None appeared. Whether they stayed away because of the fearsome reputation of Ulfin's house, or they did come, and Caw conscripted them for the war, she did not know.
One letter was unlike the others. Somehow, as spring grew towards summer, it had found a way across the lake to her. The script and spelling were clear, the hand familiar, if unusually hurried and disordered.

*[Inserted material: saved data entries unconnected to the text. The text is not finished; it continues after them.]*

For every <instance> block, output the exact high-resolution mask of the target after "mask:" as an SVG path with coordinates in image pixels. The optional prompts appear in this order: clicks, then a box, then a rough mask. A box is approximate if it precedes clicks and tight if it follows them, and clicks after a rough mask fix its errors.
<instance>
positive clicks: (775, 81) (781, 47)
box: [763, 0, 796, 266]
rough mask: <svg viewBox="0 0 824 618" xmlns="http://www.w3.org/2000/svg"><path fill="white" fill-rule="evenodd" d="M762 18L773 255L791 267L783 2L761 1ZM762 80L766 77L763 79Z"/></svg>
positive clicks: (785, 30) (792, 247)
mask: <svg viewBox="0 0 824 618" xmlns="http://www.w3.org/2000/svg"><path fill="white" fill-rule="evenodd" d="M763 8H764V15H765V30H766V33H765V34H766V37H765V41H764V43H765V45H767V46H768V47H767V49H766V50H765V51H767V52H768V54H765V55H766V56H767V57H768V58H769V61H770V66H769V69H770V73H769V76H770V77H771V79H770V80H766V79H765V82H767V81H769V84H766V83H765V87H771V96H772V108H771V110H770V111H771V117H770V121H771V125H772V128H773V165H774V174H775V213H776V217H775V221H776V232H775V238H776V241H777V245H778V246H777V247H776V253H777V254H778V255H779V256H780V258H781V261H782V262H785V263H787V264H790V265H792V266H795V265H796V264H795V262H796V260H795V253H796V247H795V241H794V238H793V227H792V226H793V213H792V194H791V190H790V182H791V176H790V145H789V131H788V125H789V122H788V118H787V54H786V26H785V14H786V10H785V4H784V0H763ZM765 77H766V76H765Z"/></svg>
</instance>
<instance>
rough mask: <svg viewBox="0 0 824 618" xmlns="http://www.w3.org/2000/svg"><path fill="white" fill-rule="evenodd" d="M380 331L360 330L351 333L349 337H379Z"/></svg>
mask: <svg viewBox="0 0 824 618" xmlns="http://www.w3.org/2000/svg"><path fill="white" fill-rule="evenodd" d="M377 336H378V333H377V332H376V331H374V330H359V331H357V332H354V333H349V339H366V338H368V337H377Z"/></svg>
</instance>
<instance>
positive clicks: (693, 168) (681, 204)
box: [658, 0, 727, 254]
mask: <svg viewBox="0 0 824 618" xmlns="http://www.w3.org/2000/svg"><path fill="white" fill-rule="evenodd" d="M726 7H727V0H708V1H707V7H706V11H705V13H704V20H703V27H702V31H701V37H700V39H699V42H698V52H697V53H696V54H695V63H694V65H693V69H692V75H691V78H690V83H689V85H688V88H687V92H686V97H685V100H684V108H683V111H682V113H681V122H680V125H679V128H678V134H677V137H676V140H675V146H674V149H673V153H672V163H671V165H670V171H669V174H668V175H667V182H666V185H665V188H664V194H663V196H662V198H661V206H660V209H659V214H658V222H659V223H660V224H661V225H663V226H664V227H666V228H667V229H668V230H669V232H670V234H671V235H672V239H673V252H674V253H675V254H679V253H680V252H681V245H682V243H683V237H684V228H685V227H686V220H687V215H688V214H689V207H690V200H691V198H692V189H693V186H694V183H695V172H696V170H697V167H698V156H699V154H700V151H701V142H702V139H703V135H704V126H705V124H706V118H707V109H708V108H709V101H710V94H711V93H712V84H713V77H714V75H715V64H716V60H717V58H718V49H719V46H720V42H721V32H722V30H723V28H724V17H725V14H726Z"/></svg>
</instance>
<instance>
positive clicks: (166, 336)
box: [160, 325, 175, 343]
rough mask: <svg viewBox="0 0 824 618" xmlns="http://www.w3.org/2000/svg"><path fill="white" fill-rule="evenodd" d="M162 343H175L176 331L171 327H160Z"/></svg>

… He should have been a man of God, as he wanted. As prince he was too good for us. Now the Angels have him, and our hope with him, we are left in a dark place. The men are talking of omens. I do not know what will come. I fear the most terrible things. This cup had gall enough in it, but the more that we are now so set against ourselves and the men all arming for war. Some here who think themselves friends of Septimus will say you are bewitched. Others, though I would not listen to it, will say that even you yourself are a party to unholy things. Dearest madam, forgive me that I should write this, yet I believe it is truer friendship to say to you and not conceal from you that few will hear me when I speak for you, and that I am brought to write this to you in secret. Yet believe however I do in this, I know you still in my heart. And so I pray you forgive,
Your friend Maria Delverdis, who writes this to you on the fourteenth day from the death of the King, and of his son Prince Barius, of whom no equal has walked nor will again.